Tweaking git history with git rebase

February 3, 2022

git

Git rebase can be used as a powerful tool to tweak the git history, this post log basic git rebase usage with an example that removes large files from git.

The Error Message #

So, you just tried to run git push, and after taking longer than usual, you get an error trace like this one:

remote: error: GH001: Large files detected. You may want to try Git Large File Storage - https://git-lfs.github.com
remote: error: Trace: 08740bd2fb02f980041be67b73e715a9
remote: error: See http://git.io/iEPt8g for more information.
remote: error: File csv_building_damage_assessment.csv is 218.83 MB; this exceeds GitHub's file size limit of 100.00 MB
To https://github.com/maxnilz/git-large-file-example.git
! [remote rejected] master -> master (pre-receive hook declined)
error: failed to push some refs to 'https://github.com/maxnilz/git-large-file-example.git'

What Happened? #

When you tried to run git push, it failed. None of your changes have been pushed to GitHub, although nothing has changed locally. The reason the push failed is best highlighted by this line of the error message:

remote: error: File csv_building_damage_assessment.csv is 218.83 MB; this exceeds GitHub's file size limit of 100.00 MB

In my case the file was called csv_building_damage_assessment.csv, but any file larger than 100MB can cause this error (.zip, .pdf, .xlsx, .pkl, etc.). To quote from the GitHub documentation:

“GitHub limits the size of files allowed in repositories, and will block a push to a repository if the files are larger than the maximum file limit…GitHub blocks pushes that exceed 100 MB.”

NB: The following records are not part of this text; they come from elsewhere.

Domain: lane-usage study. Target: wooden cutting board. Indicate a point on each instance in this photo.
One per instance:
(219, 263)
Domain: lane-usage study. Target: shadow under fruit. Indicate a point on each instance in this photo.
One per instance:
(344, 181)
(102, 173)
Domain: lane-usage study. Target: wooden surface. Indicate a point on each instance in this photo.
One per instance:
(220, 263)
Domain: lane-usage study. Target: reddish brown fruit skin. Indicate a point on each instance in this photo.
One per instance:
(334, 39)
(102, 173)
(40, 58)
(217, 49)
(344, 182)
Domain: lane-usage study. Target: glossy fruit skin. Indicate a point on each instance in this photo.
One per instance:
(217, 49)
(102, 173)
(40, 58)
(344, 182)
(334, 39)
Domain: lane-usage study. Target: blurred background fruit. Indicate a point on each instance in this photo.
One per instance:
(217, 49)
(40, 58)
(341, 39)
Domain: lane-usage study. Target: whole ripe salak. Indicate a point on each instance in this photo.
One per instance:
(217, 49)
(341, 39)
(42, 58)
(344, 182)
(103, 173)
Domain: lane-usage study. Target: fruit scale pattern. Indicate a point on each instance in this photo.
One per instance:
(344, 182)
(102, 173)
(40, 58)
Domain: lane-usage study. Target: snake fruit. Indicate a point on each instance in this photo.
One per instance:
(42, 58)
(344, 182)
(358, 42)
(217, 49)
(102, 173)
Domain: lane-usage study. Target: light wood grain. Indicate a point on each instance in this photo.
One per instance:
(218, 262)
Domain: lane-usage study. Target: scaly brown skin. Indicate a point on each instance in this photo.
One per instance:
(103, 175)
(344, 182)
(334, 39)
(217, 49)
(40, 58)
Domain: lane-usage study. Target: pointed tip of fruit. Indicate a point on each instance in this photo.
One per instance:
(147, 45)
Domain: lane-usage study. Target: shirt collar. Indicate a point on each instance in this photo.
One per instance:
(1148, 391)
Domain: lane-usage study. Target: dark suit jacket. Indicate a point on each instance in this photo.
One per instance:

GitHub provides a lot of services for free, but they generally charge money for storing and versioning large files through their Large File Storage product, and do not allow files larger than 100MB to be pushed to their standard repositories.

What Not to Do #

Often a beginner’s first intuition is just to make a new commit that deletes the large file, something like:

git rm csv_building_damage_assessment.csv
git commit -m "removing large file"

Unfortunately, this won’t work, since when you push something to GitHub, GitHub is actually promising to keep track of each any every commit, and allow you to roll back to any place in your history. So if you push a sequence of commits that adds then deletes a large file, that’s still asking GitHub to store the large file, and GitHub will still block the push. You need a solution that rewrites history to make it seem to GitHub that you never added the large file in the first place!

What to Do #

We need to amend (i.e. edit) the commit where the large file was added in order to “rewrite history”.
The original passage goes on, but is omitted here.